Scott-Moncrieff was born in 1836, the son of Robert Scott Moncrieff. After training at the East India Company's establishment in Addiscombe, he was commissioned into the Bengal Engineers, party of the Company's private army which was soon integrated into the British army.

He arrived in India in 1858, and was involved in clearing-up operations after the Indian Rebellion of 1857, but was soon employed in the Indian irrigation system, becoming Chief Engineer of the Jumna Canal, then Superintending Engineer of the Ganges Canal from 1869–77, and Chief Engineer of Burma until 1883. He was appointed a Companion of the Order of the Star of India in 1878.

== Egypt ==
Retiring with the honorary rank of Colonel, on his way home he was summoned to Cairo to meet Lord Dufferin who offered him "the keys of the Nile" – the position of Director of Irrigation for Egypt, then still nominally part of the Ottoman Empire, but in practice controlled by the British.
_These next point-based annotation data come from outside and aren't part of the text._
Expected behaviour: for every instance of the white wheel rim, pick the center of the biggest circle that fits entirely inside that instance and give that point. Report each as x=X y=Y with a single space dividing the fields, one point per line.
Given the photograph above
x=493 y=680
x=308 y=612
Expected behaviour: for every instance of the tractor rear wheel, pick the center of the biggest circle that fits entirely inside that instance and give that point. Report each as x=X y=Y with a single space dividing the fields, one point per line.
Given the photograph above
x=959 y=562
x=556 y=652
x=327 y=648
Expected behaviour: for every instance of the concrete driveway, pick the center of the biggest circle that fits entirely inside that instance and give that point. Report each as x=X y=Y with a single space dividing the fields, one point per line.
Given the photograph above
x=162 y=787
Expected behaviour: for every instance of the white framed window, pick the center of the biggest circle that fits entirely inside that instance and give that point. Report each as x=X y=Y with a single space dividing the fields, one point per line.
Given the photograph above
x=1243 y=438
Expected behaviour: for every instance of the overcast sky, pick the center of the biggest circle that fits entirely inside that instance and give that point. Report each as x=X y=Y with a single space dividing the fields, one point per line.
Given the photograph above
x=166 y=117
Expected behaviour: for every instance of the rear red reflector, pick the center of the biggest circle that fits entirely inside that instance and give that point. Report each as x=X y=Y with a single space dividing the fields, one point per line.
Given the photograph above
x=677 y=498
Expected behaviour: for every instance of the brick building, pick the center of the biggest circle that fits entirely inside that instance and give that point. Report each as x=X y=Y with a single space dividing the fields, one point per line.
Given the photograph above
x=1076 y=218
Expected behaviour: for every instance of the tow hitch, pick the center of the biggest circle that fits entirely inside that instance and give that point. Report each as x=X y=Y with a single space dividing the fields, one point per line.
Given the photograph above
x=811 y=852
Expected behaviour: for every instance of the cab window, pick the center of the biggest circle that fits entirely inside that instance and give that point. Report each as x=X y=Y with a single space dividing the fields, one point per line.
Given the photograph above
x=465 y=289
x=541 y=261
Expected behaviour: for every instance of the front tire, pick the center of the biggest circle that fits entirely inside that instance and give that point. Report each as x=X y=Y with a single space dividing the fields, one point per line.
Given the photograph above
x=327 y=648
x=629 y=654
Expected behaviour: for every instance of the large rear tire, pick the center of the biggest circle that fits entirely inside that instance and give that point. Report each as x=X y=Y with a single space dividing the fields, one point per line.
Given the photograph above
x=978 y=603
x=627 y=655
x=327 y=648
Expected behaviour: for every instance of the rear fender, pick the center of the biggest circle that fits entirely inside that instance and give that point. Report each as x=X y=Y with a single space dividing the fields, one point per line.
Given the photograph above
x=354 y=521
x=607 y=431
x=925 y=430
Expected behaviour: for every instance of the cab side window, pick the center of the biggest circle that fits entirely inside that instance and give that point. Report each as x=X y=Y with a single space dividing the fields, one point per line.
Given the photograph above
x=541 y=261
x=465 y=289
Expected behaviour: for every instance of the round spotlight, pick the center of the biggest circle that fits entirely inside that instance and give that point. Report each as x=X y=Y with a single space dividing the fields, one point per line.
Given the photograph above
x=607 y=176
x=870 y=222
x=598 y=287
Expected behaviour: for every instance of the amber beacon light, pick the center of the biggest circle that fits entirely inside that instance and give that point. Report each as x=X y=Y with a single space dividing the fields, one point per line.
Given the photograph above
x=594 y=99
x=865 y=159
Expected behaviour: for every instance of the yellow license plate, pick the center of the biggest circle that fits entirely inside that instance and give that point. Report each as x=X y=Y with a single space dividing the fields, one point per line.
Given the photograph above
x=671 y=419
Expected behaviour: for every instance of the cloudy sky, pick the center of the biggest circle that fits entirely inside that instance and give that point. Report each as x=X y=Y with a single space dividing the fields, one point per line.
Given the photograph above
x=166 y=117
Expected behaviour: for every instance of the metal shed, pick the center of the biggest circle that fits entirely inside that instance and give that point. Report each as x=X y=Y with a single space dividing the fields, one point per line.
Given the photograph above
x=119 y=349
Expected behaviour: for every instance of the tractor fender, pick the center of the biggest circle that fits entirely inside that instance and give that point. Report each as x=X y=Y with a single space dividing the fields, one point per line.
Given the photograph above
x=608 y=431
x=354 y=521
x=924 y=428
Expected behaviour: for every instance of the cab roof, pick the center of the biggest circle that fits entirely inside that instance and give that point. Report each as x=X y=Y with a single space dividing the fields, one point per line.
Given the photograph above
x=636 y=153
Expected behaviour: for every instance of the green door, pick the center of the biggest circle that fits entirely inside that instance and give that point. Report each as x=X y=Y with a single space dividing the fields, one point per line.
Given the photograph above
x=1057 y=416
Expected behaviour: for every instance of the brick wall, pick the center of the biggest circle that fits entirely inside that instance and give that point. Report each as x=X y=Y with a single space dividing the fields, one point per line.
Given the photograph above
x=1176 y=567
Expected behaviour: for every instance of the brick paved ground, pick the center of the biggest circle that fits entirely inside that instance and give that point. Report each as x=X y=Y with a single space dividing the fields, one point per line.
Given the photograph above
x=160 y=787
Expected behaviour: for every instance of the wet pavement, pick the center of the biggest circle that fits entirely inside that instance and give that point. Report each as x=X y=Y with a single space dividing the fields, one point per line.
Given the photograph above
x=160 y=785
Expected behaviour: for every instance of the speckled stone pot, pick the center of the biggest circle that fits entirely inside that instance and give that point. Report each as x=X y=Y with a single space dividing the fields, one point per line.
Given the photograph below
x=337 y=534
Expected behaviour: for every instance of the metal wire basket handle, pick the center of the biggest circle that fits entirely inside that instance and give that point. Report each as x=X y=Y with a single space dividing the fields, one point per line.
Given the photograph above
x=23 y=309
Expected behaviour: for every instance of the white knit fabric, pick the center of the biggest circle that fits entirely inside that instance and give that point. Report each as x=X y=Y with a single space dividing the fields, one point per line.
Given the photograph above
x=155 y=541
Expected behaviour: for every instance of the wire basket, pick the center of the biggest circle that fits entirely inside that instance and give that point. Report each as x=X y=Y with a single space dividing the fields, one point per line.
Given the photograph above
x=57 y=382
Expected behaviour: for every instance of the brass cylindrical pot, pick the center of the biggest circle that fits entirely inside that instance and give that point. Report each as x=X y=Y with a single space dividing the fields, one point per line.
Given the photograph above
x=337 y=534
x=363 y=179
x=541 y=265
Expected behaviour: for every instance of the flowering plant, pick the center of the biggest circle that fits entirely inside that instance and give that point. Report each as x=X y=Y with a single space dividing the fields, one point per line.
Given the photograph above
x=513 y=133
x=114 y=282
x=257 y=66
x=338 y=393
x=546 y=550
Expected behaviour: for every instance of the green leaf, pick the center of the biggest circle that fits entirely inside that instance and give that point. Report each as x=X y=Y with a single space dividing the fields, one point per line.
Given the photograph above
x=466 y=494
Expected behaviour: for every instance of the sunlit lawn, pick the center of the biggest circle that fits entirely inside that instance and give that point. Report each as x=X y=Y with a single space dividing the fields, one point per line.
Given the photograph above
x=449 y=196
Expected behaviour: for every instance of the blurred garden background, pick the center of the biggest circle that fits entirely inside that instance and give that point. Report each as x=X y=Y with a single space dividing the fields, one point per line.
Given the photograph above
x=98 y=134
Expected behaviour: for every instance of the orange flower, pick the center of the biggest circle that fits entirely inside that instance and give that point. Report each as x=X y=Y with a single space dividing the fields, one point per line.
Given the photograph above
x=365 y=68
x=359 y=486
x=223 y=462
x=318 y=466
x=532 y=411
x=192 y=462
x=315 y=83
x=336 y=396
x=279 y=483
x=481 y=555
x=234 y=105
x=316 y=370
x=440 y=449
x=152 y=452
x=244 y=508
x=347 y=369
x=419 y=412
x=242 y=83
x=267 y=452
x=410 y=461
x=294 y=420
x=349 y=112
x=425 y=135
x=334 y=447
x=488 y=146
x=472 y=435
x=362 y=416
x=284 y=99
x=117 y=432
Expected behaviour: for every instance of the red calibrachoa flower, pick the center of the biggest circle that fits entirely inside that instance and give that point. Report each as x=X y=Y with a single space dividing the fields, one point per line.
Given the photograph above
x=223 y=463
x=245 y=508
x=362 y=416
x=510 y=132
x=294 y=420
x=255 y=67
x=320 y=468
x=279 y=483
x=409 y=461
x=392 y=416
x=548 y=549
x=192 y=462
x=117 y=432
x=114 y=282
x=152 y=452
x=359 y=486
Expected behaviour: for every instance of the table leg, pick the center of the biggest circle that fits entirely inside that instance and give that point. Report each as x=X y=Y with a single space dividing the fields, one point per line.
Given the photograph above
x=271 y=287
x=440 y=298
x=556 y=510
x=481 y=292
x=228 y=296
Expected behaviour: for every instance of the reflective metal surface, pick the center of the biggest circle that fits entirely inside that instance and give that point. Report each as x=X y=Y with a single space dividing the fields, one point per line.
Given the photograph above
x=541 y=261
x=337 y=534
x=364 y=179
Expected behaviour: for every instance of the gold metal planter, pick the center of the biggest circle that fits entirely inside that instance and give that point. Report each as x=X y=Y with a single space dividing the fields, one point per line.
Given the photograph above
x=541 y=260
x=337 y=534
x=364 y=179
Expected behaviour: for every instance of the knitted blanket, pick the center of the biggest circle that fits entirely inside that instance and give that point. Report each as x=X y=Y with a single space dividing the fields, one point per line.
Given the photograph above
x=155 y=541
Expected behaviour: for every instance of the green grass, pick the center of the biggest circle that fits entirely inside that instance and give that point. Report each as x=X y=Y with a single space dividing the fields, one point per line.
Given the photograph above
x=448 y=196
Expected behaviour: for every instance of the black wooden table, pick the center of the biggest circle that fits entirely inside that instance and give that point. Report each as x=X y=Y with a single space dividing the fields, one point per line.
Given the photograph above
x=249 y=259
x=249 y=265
His first priority was the Nile Barrage, designed to retain water to irrigate the Delta, which had been built at great expense between 1843 and 1862 but soon abandoned when cracks appeared in its structure. Scott Moncrieff arranged for a trial closing of the gates allowing a limited operation, while carefully monitoring the cracks. The results were so successful in terms of improved agricultural yield that he was able to ask for, and get, a million pounds for a complete repair and strengthening of the Barrage, which was carried out between 1885 and 90. Over a period of nine years he reorganised the whole irrigation system and "was so successful in improving the whole irrigation system that Egypt, from being a bankrupt country, became comparatively flourishing". For his work in Egypt he was appointed KCMG.

== After Egypt ==
Scott-Moncrieff returned to Britain in 1892 and served as Under-Secretary for Scotland from 1892 to 1902.

From 1901 to 1903, at the invitation of Lord Curzon, the Viceroy, Scott-Moncrieff served as President of a Commission to investigate and report on the prospects for further developing the Indian irrigation system. For this work he was promoted to a Knight Commander of the Order of the Star of India (KCSI) in the 1903 Durbar Honours.

His great-nephew was C.K. Scott-Moncrieff, the famed first translator into English of Proust's Remembrance of Things Past.